As a 19-year-old undergraduate at Stanford University, hooks wrote her first book, “Ain’t I a Woman: Black Women and Feminism.” Upon graduation, she continued authoring several books and began gaining a reputation as a public intellectual. She taught at institutions such as Stanford, Yale and The City College of New York before becoming a professor in residence at Berea College in 2004. Upon her arrival, she drew particularly close to our fifth, sixth, and eighth Great Commitments about interracial education, gender equality, and service to Appalachia, respectively. The bell hooks institute was established at Berea College in 2014, and in honor of hooks’ legacy, the bell hooks center opened in fall 2021.
In her lifetime, hooks wrote more than 30 books and articles articulating the need for feminism and societal change. She often invited prominent scholars and activists to Berea’s campus like Cornel West and Gloria Marie Steinem. She has been celebrated for her work in countless outlets, including Time magazine, which named her one of its “100 Women of the Year” in 2020. In the last few years before her death in December 2021, hooks bemoaned the absence of feminism in today’s society.
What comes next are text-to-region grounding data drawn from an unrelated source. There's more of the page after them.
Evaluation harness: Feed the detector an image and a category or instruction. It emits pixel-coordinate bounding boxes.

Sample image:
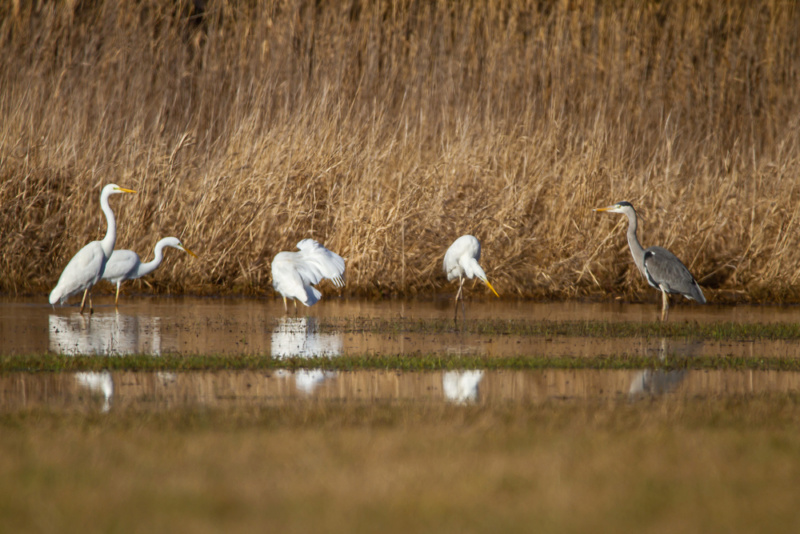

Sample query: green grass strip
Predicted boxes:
[0,353,800,373]
[317,317,800,340]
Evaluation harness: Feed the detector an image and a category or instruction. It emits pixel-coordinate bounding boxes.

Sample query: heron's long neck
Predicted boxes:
[100,195,117,259]
[625,211,645,276]
[137,241,166,276]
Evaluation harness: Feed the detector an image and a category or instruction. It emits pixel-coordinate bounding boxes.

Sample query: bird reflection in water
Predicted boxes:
[272,317,342,395]
[628,337,692,397]
[75,371,114,412]
[628,369,686,397]
[442,370,483,404]
[49,312,161,356]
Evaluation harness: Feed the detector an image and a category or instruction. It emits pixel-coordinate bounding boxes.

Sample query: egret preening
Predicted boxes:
[594,202,706,321]
[444,235,500,320]
[272,239,344,312]
[103,237,197,306]
[50,184,136,313]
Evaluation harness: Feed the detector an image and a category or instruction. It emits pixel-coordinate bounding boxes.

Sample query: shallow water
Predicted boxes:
[0,297,800,357]
[0,297,800,411]
[0,370,800,411]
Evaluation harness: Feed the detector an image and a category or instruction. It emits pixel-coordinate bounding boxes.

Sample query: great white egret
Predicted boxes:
[594,201,706,321]
[50,184,136,313]
[103,237,197,306]
[444,235,500,320]
[272,239,344,312]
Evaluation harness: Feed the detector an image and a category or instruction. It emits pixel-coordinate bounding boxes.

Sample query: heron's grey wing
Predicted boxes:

Beginning at 11:30 a.m., the bell hooks center will host hooks’ colleague and friend Monica Casper for a Gender Talk discussing hooks’ ideas about reproductive freedom. The Gender Talk will be held in the Alumni Building’s Activities Room.
From 1-3 p.m., Berea College students and community members are invited to the Carter G. Woodson Center for Interracial Educational and the Black Cultural Center for activities including flower crown-making and graffiti-making. Student Life will sponsor a DJ, kettle corn, caricaturist and more. The day will conclude with a faculty workshop on public scholarship: “How to talk to ‘the public’ when ‘the public’ talks back?” The hour-long workshop will take place at 4 p.m. in the bell hooks center located in Room 106 of Draper Building.
All events are open to the public, and masks are required.